Des actions durables
La densité de la vigne est de 2,20 x 1 m, une singularité qu'ils veulent garder car «on a une stabilité dans le rendement». En Ugni blanc, pour le cognac, cela permet d'avoir des vieilles vignes de 80 ans, très productives, «et il ne manque pas de pied». Les vignes sont sur des terres sablo-limoneuses offrant «des terrains faciles». Les vignes sont enherbées un rang sur deux. En hiver, de la féverole est semée. À travers ce choix, ils voient plusieurs aspects positifs d'un point de vue agronomique, financier et d'image, eu égard à la vente directe sur leur exploitation. «Pour le désherbage, nous essayons de diminuer les doses. L'achat d'un intercep est envisagé, afin de réduire les produits phyto. Nous avons investi dans un pulvé avec panneaux récupérateurs. C'est le plus bel investissement de ma carrière !» lance avec humour Florian Benassy. Il y voit les économies réalisées sur l'achat des produits, le côté écologique, l'aspect santé même si «les salariés ne pulvérisent pas». «On s'achète une conduite vis-à-vis du voisinage» estime-t-il.

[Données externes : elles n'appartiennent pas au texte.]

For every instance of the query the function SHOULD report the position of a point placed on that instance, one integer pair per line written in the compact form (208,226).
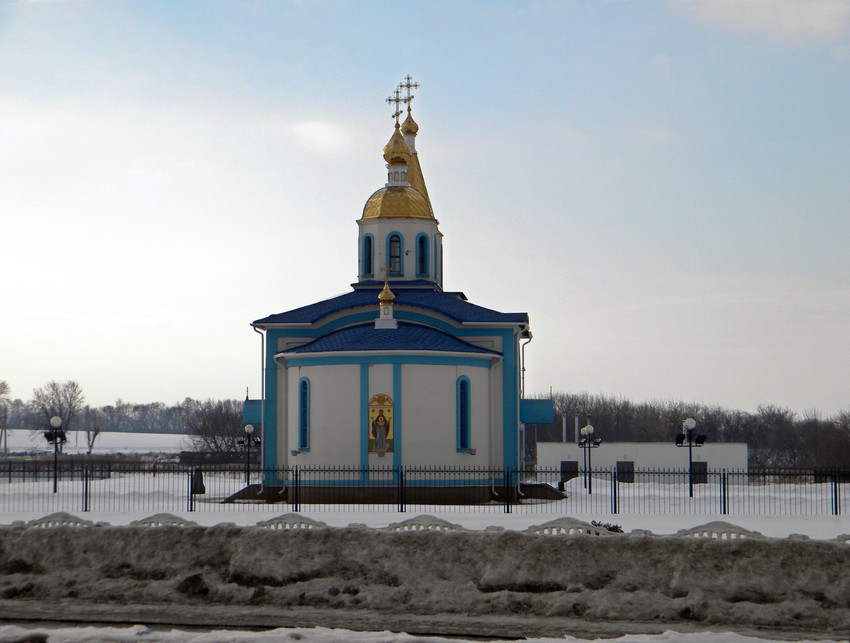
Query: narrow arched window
(394,243)
(464,428)
(368,257)
(304,414)
(422,255)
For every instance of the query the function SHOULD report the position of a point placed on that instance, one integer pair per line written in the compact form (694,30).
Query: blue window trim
(400,271)
(422,255)
(367,256)
(464,414)
(304,414)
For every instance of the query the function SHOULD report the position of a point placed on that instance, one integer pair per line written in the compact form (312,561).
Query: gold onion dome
(409,125)
(386,296)
(397,151)
(397,203)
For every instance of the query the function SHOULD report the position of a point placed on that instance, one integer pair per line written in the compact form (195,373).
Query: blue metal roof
(407,337)
(452,305)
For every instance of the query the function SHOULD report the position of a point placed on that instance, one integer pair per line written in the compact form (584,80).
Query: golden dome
(397,203)
(409,125)
(386,296)
(397,151)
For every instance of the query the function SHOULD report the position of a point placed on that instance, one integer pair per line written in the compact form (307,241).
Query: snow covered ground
(754,576)
(144,634)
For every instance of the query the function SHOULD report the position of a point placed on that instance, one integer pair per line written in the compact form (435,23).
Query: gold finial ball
(397,151)
(409,126)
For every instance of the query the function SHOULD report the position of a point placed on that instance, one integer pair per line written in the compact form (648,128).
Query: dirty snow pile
(8,634)
(226,570)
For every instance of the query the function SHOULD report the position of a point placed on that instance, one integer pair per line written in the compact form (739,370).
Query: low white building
(629,457)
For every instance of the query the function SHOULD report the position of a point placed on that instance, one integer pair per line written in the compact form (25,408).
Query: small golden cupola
(399,236)
(386,298)
(397,153)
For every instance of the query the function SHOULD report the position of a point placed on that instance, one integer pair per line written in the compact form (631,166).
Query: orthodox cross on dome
(408,85)
(397,99)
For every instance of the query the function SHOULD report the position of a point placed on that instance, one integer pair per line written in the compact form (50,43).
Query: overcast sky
(662,185)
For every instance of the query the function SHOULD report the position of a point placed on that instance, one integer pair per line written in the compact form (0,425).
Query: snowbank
(800,585)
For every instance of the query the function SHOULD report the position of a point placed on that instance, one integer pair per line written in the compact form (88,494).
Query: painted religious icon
(381,424)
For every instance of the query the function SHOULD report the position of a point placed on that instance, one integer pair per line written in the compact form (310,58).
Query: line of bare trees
(211,425)
(776,437)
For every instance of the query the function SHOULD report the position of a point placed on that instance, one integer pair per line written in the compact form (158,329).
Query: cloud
(318,136)
(791,21)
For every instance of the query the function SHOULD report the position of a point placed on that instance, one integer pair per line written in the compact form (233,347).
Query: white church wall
(381,381)
(429,407)
(334,414)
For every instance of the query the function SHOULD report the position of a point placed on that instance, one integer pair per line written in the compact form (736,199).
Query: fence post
(507,490)
(191,500)
(836,497)
(86,489)
(615,492)
(401,489)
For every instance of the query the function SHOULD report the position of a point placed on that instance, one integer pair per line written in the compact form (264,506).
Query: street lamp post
(249,429)
(687,439)
(587,443)
(56,436)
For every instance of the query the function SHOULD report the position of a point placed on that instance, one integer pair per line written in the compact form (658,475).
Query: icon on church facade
(381,424)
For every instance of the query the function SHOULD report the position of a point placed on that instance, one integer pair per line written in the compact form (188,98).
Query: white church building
(398,372)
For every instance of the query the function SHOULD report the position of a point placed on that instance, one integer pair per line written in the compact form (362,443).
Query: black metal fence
(28,486)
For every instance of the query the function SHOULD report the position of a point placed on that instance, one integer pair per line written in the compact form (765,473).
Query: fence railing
(28,486)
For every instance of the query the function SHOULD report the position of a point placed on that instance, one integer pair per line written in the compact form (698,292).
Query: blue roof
(407,337)
(452,305)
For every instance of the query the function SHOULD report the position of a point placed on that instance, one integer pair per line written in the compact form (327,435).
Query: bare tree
(4,414)
(92,422)
(215,424)
(63,399)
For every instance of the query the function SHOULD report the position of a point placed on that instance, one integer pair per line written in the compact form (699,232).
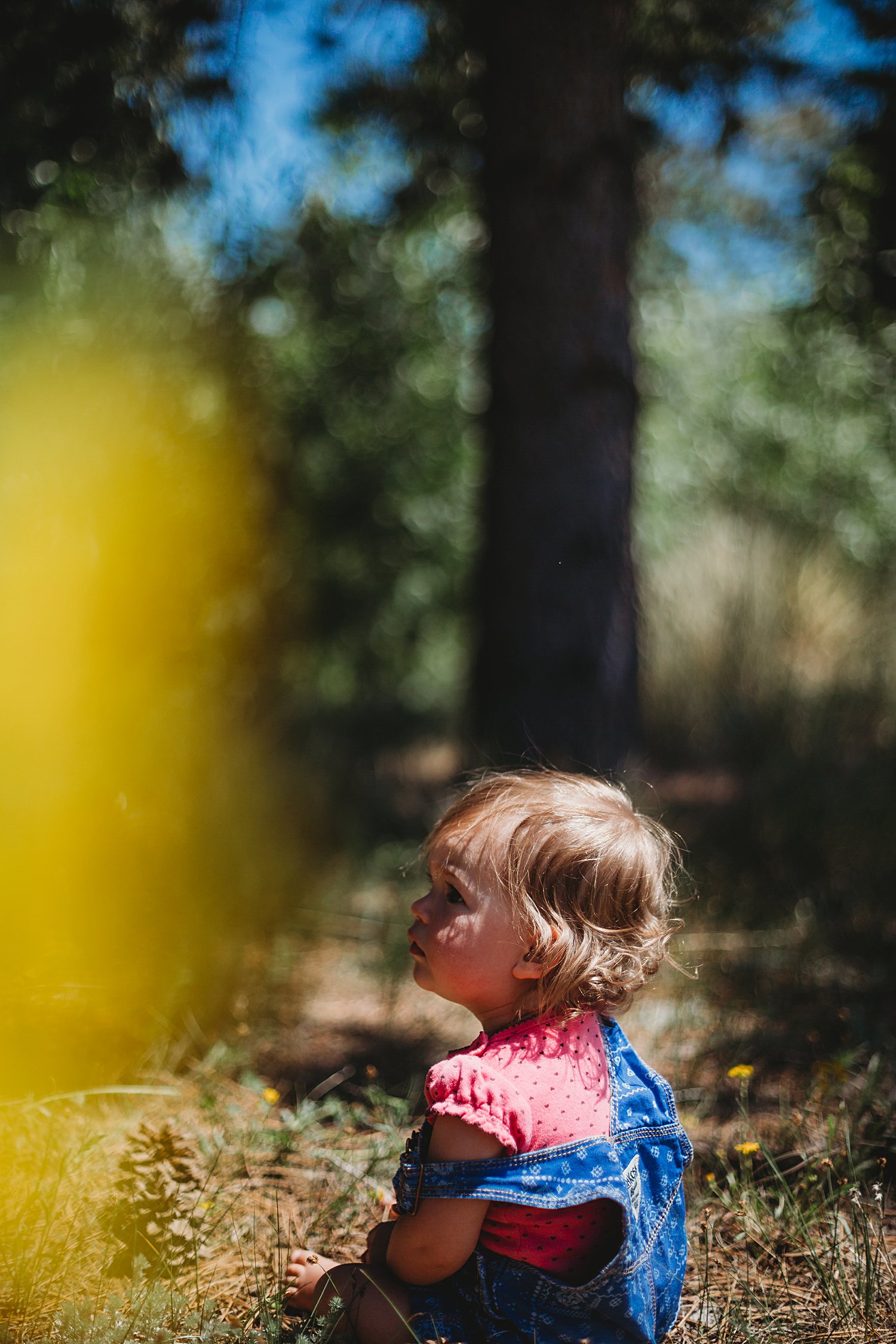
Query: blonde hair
(589,878)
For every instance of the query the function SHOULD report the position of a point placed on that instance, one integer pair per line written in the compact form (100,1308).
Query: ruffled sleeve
(468,1089)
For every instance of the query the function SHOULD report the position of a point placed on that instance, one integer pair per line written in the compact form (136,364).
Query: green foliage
(374,340)
(85,87)
(781,418)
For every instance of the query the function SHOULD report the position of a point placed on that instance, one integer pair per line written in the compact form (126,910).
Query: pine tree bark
(557,671)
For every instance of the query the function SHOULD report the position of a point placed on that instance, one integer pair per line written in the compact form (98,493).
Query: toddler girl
(542,1198)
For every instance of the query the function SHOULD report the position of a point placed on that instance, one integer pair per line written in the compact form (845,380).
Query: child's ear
(530,966)
(527,966)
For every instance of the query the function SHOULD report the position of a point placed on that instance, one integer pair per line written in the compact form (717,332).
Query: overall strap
(548,1178)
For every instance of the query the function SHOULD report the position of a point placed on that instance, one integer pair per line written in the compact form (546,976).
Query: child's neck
(501,1018)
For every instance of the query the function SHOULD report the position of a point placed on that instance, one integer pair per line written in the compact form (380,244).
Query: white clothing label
(632,1176)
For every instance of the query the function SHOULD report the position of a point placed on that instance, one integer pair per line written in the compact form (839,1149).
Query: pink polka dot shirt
(535,1085)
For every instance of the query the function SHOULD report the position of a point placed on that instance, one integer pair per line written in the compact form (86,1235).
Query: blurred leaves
(374,337)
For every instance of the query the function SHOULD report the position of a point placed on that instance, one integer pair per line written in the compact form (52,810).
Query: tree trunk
(557,668)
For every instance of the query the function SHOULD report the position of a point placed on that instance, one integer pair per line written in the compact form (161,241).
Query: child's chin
(422,975)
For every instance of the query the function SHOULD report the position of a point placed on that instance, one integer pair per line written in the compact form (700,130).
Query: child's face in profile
(464,941)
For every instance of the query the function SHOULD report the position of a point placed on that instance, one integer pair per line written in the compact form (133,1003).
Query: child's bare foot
(304,1272)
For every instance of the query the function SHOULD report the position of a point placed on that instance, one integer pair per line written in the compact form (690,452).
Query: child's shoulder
(530,1085)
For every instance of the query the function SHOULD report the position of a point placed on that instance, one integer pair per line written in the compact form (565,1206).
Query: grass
(165,1218)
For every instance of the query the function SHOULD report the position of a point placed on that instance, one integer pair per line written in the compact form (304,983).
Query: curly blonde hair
(589,878)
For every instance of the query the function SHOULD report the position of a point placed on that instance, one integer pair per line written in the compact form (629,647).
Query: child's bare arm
(434,1242)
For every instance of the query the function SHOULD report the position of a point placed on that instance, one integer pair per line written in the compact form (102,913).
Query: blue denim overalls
(496,1300)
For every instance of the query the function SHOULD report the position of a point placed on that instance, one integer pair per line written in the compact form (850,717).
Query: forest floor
(165,1217)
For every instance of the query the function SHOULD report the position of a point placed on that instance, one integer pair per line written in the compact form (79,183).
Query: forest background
(246,335)
(256,603)
(263,603)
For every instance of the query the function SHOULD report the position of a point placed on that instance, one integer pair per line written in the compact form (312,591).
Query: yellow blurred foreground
(140,834)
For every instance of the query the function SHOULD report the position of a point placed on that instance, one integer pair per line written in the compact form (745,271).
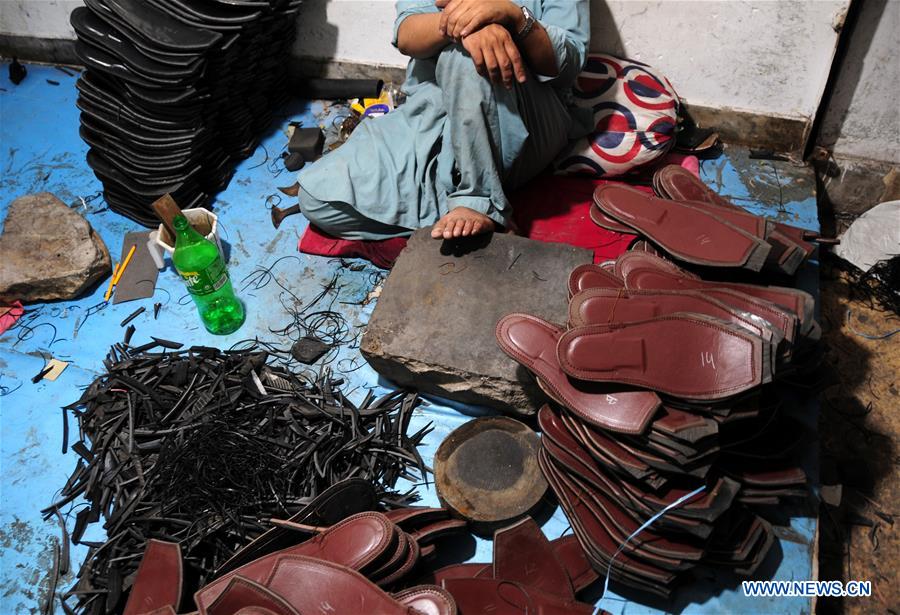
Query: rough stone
(433,326)
(48,251)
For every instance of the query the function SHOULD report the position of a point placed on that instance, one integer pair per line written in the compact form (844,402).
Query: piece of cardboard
(56,368)
(139,279)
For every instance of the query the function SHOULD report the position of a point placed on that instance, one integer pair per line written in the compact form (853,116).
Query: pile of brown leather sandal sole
(346,567)
(528,569)
(664,383)
(695,225)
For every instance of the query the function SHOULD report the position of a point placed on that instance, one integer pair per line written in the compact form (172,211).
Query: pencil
(124,264)
(112,281)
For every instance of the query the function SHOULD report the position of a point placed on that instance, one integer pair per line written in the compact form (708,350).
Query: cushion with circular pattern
(635,114)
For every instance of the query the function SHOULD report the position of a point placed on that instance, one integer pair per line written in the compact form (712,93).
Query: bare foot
(462,222)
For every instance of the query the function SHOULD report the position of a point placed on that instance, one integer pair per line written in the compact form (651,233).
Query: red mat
(551,208)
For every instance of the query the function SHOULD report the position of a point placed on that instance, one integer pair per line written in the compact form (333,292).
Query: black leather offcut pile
(200,446)
(176,92)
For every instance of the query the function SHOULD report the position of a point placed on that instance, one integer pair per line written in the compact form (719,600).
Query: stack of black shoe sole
(176,92)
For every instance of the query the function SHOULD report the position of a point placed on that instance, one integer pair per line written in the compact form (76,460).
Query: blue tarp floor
(41,151)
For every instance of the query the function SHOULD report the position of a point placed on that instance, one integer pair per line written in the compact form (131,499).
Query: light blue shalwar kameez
(458,140)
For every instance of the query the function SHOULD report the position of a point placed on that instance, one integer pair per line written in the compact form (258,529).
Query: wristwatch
(529,24)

Pour la taille, «on pratique la taille Guyot Poussard, excepté pour le Sauvignon blanc, c'est en Guyot double, pour une question de rendement». La production est de 60 hl/ha «les bonnes années», sinon c'est 40 hl/ha. Ils collaborent avec François Mornet, oenologue à Boutenac Touvent. «On a choisi de traiter de petits volumes pour privilégier la qualité» concède Florian Benassy
Régulièrement, dans leurs propos, les enfants rendent hommage à leur père, qui leur a beaucoup appris. «Il a beaucoup de savoir à partager. On a toujours voulu travailler sur le domaine familial. La transmission s'est faite avec, bien évidemment quelques divergences sur certains aspects» mais toujours dans le respect et la bienveillance. La jeunesse arrivant, la vision n'est plus tout à fait la même, les méthodes non plus, notamment pour le travail dans le chai. «On n'a pas tout changé pour changer» tient à préciser Florian Benassy. Ophélie donne en exemple, le schéma de vinification sur une cuvée sur les rouges et un blanc «qui est beaucoup plus abouti qu'avant». Les températures de fermentation ont été descendues. L'organisation du travail n'est plus la même : «Pour les vendanges, nous débutons tôt, vers 5 h pour terminer vers 21 h-22 h. Lui, c'était le contraire, cela ne le dérange pas de finir tard». Tous lui rendent hommage : « ce que nous faisons à trois, lui, le faisait tout seul. Il s'occupait de la vigne, du chai, de la commercialisation. Certes, il y avait moins d'exigence que maintenant, mais il fallait être là.»
Quand on demande à Jean-Claude Benassy, ce qu'est un bon vin charentais, ces yeux pétillent pour répondre qu'il doit «être agréable à boire et être en adéquation pour accompagner la gastronomie de la région.» L'évolution de la qualité a passé pour lui, par une maîtrise du travail du chai, avec des méthodes de débourbage, de maîtrise de températures. C'était le point le plus important.
Pour son fils, la qualité est au rendez-vous, car ceux qui réalisent des vins de pays charentais sont des passionnés. Et à les écouter parler de leur savoir-faire, de leurs pratiques, avec enthousiasme, engouement, ils en font partie.